J. Mason Reynolds, 90;

Fortune 500 Executive

From Scintilla, Career Took Him Worldwide

J. Mason “Mace” Reynolds

COOPERSTOWN – J. Mason “Mace” Reynolds passed on, with his wife and children beside him, in Stuart, Florida on March 14, 2017.  He was 90.

A thoroughly gregarious man of exuberance, business acumen, impeccable honesty, and generous spirit, Mr. Reynolds was utterly devoted to Rhea, his wife of 68 years, their three children, seven grandchildren, and five great-grandchildren.

Mr. Reynolds retired from Allied-Signal, Inc. in 1989, where he had served for eight years as head of the corporation’s worldwide automotive operations.  Allied-Signal Automotive was then a major OEM supplier of automobile and truck components, with such brand names as Bendix, Fram, Autolite and Garrett.

Born in East Orange, N.J., Mr. Reynolds graduated from New York Military Academy and, mid-World War II, accepted an appointment to the U.S. Merchant Marine Academy.  He served as a midshipman engineer below decks aboard lightly armed Liberty and troop ships in Pacific theater convoys – under constant threat from typhoons, submarine and aircraft attack.

With his degree in mechanical engineering from Kings Point, Mr.

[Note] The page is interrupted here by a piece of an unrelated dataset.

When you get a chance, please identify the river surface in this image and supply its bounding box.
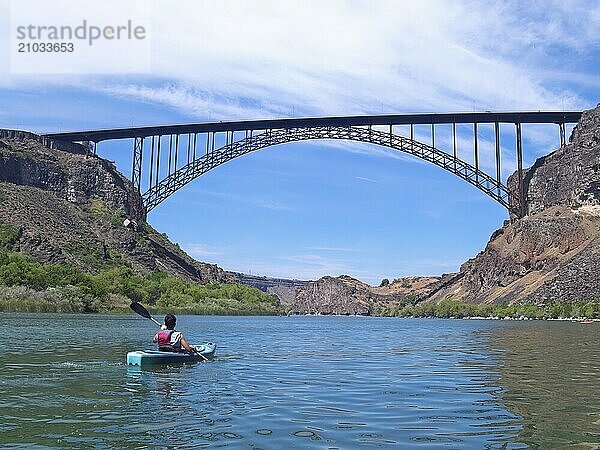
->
[0,314,600,449]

Reynolds began work in 1948 as a junior draftsman at Bendix Aviation Corporation’s Scintilla Magneto Division in upstate Sidney, New York.  A gifted leader, his management capabilities were soon recognized and subsequently challenged by a series of increasingly responsible assignments in aerospace and automotive manufacturing plants.  His career with Bendix and its subsequent corporate incarnations spanned locations from Sidney, to Davenport, Iowa, Denver, Mexico City, South Bend, Indiana, New Hartford, New York, European headquarters in Paris, and world headquarters in Detroit.

After retirement from Allied-Signal, Mr. Reynolds continued to serve in business as a director of the National Bank of Detroit and, responding to an emergency, as interim Chairman and CEO of InterMet Corporation, then one of the world’s largest independent makers of automotive castings.

Since 1989, Mace has mostly delighted in the company of his lifelong partner and sweetheart, at home with Rhea on the Indian River in Stuart, and spending summers together in Cooperstown, New York, where they lovingly restored and maintain the 1808 Robert Campbell house on Otsego Lake.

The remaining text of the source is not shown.